Nonintrusive pressure and temperature measurements in an underexpanded sonic jet flowfield

Nonintrusive pressure and temperature measurements are performed in the flowfield of an underexpanded sonic jet using high-resolution nitrogen coherent anti-Stokes Raman scattering (CARS). The jet is operated with a fully expanded jet Mach number of 1.83. The time-averaged CARS measurements start at the jet exit and are spatially well resolved, elucidating the near-field shock structure of the jet. For example, the location of the Mach disk is resolved to within 350 μm. Downstream of the Mach disk, viscous effects cause the slip line between the inner and outer jet regions to transition to an annular shear layer. The measurements also define the curved outer shear layer bounding the jet. The experimental pressure and temperature data are compared to similar quantities extracted from a Reynolds-averaged Navier-Stokes computational-fluid-dynamic (RANS CFD) simulation of the flowfleld. Except at the jet exit, the mean CARS measurements and CFD predictions along the centerline and along radial traverses in the jet flowfield are in good agreement.

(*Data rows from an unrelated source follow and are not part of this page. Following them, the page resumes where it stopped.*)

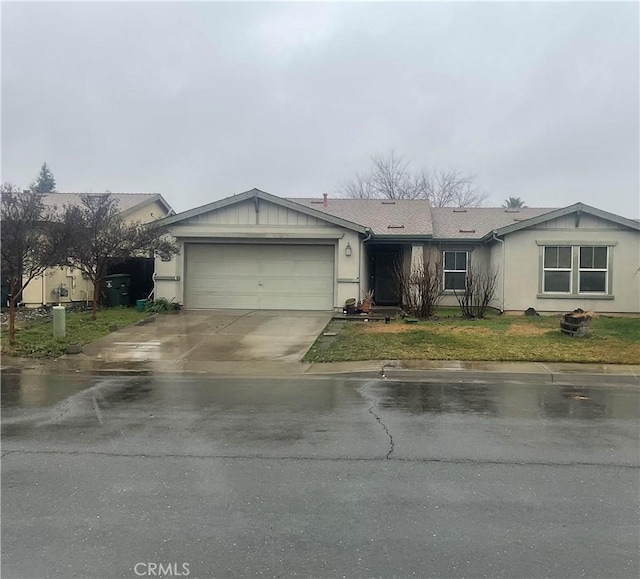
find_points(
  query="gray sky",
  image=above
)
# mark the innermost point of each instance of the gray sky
(200, 101)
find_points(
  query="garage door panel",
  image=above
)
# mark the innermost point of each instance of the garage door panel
(259, 276)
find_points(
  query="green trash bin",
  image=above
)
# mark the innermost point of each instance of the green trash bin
(116, 289)
(5, 294)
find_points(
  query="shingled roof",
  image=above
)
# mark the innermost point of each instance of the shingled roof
(477, 222)
(383, 216)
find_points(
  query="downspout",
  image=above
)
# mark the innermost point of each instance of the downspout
(367, 238)
(501, 241)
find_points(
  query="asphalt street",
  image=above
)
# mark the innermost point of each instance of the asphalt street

The low-pressure (12 kPa) and low-temperature (98 K) conditions of the Mach 3.3 flow entering the Mach disk, as well as the conditions (107 kPa, 262 K) immediately downstream of the disk, are well resolved. Slight deviations of the experimental mean pressure measurements from the CFD pressure distribution in the outer compressible shear layer suggest the existence of streamwise-oriented vortices. Comparisons between these data and measurements from other streamwise-vortex studies are presented.